9 Enfin, il faut aider à l’instauration de véritables dialogues entre populations et équipes sanitaires. Dans bien des pays du Sud, cet échange d’informations sanitaires implique toujours une traduction entre un vocabulaire technique médical utilisé par le médecin et un ensemble de représentations profanes de la maladie permettant au patient de présenter sa demande de soin. Cette différence de systèmes de référence est à l’origine de bien des difficultés d’intercompréhension entre les équipes soignantes et les populations. Faute d’analyser scientifiquement les interprétations populaires de la maladie et des traitements, les confusions sont plus la règle que l’exception entre les équipes sanitaires et les patients. L’instauration de ce dialogue est une lourde tâche, et l’Afrique compte, par exemple, huit cents langues. Mais, les populations ne peuvent s’attacher à prévenir que ce qu’elles nomment et comprennent.

10 Ces populations n’agissent pas sans raison. Bien des interruptions de traitements (TBC, VIH) s’expliquent parce qu’une stigmatisation sociale incite à une dissimulation de son état et donc à s’éloigner des services de santé dès lors que la douleur n’empêche plus un vivre en commun.
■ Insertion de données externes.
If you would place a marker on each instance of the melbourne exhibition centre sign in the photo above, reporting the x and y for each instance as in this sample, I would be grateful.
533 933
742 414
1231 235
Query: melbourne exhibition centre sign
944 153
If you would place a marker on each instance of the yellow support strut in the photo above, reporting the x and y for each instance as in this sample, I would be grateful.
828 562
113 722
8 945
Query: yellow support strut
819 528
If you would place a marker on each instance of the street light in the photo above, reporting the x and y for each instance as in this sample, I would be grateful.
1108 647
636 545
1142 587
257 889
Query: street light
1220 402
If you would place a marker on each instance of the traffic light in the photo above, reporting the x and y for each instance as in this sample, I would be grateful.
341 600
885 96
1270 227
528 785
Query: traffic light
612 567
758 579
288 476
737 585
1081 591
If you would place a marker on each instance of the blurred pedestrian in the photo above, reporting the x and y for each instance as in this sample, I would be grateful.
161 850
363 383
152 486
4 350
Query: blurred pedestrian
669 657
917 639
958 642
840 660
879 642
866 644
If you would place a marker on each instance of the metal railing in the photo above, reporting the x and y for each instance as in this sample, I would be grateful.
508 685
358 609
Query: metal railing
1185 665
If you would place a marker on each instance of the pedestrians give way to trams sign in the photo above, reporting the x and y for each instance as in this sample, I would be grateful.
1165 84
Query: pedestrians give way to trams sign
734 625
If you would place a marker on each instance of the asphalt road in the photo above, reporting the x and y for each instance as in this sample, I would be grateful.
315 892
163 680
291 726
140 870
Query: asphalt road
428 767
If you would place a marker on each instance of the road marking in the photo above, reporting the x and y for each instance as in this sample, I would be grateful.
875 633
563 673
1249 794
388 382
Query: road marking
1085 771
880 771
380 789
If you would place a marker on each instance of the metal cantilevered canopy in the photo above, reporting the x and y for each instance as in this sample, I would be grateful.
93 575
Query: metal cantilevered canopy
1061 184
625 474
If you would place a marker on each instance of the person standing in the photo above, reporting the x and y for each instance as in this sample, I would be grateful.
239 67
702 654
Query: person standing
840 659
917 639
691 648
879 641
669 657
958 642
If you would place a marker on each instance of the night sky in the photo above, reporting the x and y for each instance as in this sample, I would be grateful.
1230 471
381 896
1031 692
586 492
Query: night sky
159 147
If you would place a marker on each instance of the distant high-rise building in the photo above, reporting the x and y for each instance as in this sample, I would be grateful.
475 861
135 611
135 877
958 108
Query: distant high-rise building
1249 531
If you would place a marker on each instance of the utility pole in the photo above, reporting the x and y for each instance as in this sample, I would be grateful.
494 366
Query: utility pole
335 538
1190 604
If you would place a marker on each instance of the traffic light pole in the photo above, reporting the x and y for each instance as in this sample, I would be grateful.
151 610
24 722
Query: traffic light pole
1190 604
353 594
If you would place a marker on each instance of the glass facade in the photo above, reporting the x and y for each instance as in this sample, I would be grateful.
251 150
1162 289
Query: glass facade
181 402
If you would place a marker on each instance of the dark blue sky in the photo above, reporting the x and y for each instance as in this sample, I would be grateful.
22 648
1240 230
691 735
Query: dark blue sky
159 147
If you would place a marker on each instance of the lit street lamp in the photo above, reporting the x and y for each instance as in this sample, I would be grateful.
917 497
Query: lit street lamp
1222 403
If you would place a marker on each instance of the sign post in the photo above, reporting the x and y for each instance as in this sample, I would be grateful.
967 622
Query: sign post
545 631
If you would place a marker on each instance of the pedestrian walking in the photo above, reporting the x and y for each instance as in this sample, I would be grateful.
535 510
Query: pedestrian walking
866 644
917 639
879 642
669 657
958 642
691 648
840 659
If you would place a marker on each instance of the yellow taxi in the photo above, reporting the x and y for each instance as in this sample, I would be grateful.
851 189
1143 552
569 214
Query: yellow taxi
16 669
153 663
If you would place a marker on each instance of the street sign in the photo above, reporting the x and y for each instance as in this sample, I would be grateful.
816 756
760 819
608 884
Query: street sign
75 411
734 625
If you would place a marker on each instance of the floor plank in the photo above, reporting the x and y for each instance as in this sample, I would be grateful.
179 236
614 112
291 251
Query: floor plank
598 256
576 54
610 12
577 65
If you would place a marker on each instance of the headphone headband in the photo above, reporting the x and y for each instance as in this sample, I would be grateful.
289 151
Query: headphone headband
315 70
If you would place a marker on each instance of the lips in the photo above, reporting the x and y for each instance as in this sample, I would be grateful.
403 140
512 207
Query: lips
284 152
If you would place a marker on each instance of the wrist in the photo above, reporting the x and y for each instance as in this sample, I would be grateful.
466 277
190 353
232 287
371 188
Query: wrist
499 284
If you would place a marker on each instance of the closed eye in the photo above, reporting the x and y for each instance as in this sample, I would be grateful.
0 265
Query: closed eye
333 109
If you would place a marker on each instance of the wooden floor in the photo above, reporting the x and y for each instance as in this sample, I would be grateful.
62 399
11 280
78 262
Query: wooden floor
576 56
De manière plus prosaïque, à la prévention de la bilharziose s’oppose la nécessité de cultiver du riz, et les luttes politiques locales pour la gestion et le paiement de l’eau limitent souvent son utilisation. Dans la plupart des cas, le risque correspond à une tentative de concilier des injonctions — sanitaires, économiques, affectives, etc. — contradictoires. C’est pourquoi, l’action sanitaire doit inclure un travail de description des contextes d’intervention, associant des études permettant une quantification des comportements avec des études portant sur les significations que leur accordent leurs auteurs. Seules, ces confrontations précises et articulations entre une objectivation des risques et leurs interprétations sociales peuvent permettre de proposer de définir des « contextes de risque » et des modifications comportementales ayant un sens et une application pour les populations.

« Lutter contre » c’est se soucier de …

11 Ne nous y trompons pas. Si les mots de la santé publique évoquent légitimement des actions de « surveillance », une éventuelle « fermeture des frontières » et une certaine

« traçabilité » des personnes, notre monde est « interconnecté » ; et pour reprendre les termes de Georges Balandier :

Il est vain de conserver l’illusion que le mur de la prospérité et de la puissance technique protégera les peuples nantis, que les révoltes de la misère resteront tenues à l’extérieur.

12 C’est pourquoi, a minima l’aide aux pays en développement peut être considérée comme une sorte d’indispensable « contrat d’assurance » ; idéalement comme la mise en œuvre d’une politique de l’espérance. Autant que se « défendre contre » les maladies infectieuses il faut entendre ce dont elles témoignent et se battre, de manière concrète, pour plus de justice.